Застенчивый, слишком застенчивый, стесняющийся себя и вечно извиняющийся! Зачем ей такой друг? А с другими веселый и открытый, это слышно по разговорам, когда Валери думает, что она не обращает внимания. Какой Валери настоящий? Девушка хихикнула.
— Я вдруг поняла, что ничего о тебе не знаю. Только имя и всякие мелочи. Откуда ты?
— Из Анлоса, — Валери нежно прижимал ее к себе. — Мой род всегда жил здесь. А ты?
— Мама сирена, папа эльф. Родилась в Аланде.
— Ты полукровка? Надо же. Такая редкость. Ну… я просто чистокровный человек, самый обычный. Сын торговцев, как ты. Мы партнеры кэрлимских вампиров. Я, правда, не занимаюсь этим, родители и братья торгуют, а я как-то… — улыбка Валери чуть угасла.
— Ты в политике, — подсказала Йонсу, чтобы сгладить неловкость от осознания того, что он лентяй.
— Да! Вымаливаю льготы у лорда Санурите. Соглашения, договоры, кооперации — все на мне.
— Я не делаю даже этого. Только деньги трачу, — призналась Ливэйг. Разговор нравился больше танца.
— Тебе всего лишь… — с легкой вопросительной интонацией начал Валери.
— По нашим законам я совершеннолетняя, — немного недовольно сказала Йонсу. — Мне тринадцать исполнилось пару месяцев назад. Наверное, папа все ждет, когда я от него съеду. Говорит, что купит мне дом, где захочу. А я не знаю, где хочу жить. Не могу сидеть на месте, — заболтала она, будто пытаясь засыпать пропасть между ними. — Стоит задержаться где-то на пару дней — паника, я чувствую себя в клетке. Не могу вставать по утрам и думать, что ждет. Люблю, когда все неожиданно, спонтанно, я такая ветреная. Теряю людей каждый день и совершенно не скучаю. У меня никого нет, кроме отца. Как я могу его бросить? Я бы хотела вечно путешествовать с ним… везде.
Некоторое время они, забыв о танце, молчали.

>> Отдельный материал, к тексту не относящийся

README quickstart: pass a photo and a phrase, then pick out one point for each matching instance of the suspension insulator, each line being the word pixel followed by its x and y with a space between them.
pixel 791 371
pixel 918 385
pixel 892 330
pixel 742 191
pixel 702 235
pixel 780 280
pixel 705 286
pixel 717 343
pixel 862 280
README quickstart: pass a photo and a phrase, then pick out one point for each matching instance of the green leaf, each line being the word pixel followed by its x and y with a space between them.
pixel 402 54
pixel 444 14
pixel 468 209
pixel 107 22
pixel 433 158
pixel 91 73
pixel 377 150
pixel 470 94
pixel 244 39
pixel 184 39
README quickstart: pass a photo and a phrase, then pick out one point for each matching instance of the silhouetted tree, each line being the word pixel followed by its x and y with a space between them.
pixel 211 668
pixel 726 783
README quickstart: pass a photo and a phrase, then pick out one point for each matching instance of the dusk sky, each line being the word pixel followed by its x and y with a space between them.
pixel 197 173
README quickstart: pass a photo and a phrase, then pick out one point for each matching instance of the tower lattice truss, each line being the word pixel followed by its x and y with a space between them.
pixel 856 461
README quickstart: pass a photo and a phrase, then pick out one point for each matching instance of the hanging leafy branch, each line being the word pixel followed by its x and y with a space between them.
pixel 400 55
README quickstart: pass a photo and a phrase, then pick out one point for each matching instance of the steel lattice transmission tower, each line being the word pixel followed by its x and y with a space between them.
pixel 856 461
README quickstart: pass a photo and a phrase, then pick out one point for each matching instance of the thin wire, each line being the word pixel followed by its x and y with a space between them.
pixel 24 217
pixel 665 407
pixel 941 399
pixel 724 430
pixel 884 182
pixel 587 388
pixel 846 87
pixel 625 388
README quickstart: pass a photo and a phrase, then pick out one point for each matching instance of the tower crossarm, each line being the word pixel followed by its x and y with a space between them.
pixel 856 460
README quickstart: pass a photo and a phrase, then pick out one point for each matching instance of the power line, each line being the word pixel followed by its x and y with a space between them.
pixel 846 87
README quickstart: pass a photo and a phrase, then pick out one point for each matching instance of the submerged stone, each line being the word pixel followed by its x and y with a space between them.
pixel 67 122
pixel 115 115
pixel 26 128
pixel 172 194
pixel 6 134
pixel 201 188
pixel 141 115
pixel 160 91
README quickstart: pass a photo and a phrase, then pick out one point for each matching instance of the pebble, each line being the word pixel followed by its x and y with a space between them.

— Не хочу тебя разочаровывать, — наконец, сказал Валери. — Но твой отец больше не будет путешествовать. Теперь, когда он лорд, когда станет одним из министров, я знаю, Михаэль хочет этого и Санурите хотят, он останется в Анлосе и будет выезжать только на встречи. Ты не сможешь быть с ним.
— Совсем?
— Нет! Вы будете видеться. Ты не сможешь с ним быть всегда. Найди другого, более свободного компаньона.